Hamburg (taz) - Die Veröffentlichung eines Urteils des Landgerichtes Stuttgart in der taz sorgt für Wirbel in der ÖTV. Die RichterInnen hatten einen Paragraphen der ÖTV -Satzung für „nichtig“ erklärt, nach dem von den Mitgliedern gewählte betriebliche Vertrauensleute durch die Bezirks- und Kreisvorstände erst noch bestätigt werden müssen. Dabei hatte das Gericht scharfe Kritik an den Strukturen der ÖTV geübt, die demokratischen Minimalanforderungen oft nicht entsprächen.

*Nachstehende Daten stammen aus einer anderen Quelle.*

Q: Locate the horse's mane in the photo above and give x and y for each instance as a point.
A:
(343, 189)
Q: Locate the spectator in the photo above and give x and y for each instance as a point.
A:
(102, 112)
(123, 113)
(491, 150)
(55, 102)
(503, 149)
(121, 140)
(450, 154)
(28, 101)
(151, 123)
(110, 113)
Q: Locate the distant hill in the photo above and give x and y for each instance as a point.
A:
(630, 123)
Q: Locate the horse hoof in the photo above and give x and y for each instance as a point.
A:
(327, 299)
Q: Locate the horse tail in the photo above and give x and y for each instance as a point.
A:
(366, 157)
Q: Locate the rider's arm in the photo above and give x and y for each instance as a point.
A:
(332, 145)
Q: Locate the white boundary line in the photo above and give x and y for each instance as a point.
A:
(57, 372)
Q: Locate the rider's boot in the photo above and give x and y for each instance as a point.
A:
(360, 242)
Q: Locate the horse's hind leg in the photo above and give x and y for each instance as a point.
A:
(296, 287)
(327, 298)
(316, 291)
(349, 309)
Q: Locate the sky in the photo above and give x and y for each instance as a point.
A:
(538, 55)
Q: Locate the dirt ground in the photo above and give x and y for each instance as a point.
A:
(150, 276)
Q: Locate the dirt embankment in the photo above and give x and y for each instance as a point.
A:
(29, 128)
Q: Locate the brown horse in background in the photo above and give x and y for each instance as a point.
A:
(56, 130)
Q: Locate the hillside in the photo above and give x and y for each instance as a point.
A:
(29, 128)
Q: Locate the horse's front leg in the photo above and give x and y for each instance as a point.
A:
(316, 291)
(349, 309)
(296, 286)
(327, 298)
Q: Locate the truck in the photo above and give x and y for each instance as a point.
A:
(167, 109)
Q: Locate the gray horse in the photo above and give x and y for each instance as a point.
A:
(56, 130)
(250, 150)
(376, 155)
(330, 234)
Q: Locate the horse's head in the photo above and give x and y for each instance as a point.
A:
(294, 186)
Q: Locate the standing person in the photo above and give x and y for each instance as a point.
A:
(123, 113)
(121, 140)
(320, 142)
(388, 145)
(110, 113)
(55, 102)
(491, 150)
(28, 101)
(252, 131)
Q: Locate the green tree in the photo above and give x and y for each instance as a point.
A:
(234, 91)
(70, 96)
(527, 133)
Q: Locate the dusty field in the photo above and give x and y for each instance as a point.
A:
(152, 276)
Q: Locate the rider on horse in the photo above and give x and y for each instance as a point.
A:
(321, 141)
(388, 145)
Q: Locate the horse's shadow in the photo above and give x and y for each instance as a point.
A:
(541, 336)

Der ÖTV-Gesamtbetriebsausschuß wird sich am Mittwoch mit den Konsequenzen aus dem Urteil beschäftigen. Bereits seit November 1989 fordert der ÖTV-Betriebsrat in Stuttgart eine ersatzlose Streichung eines anderen Paragraphen der ÖTV -Satzung, in welcher die Bestätigung hauptamtlicher Funktionäre durch den Stuttgarter Hauptvorstand festgeschrieben ist. Der Betriebsrat zitiert dabei die ÖTV -Chefin Monika Wulf-Mathies: „Statt zentralistischer Machtapparate brauchen die Arbeitnehmer demokratische Strukturen, in denen sie ihre Positionen einbringen, in denen sie mitbestimmen können.“ Beim „Tabuthema innergewerkschaftliche Demokratie“, so ein hochrangiger ÖTV -Funktionär zur taz, wird die DDR für die ÖTV-Betriebsräte gar zum Vorbild: „Eine entwickelte Demokratie darf vor der ÖTV und den Dienststellen und Betrieben in ihrem Bereich nicht haltmachen. Aktuell: Die Zusammenarbeit mit den Kolleginnen und Kollegen aus der DDR kann auch dazu beitragen, den Reformprozeß bei uns wieder in Schwung zu bringen.“ So der Beschluß einer ÖTV-Betriebsräteversammlung vom 25.Januar.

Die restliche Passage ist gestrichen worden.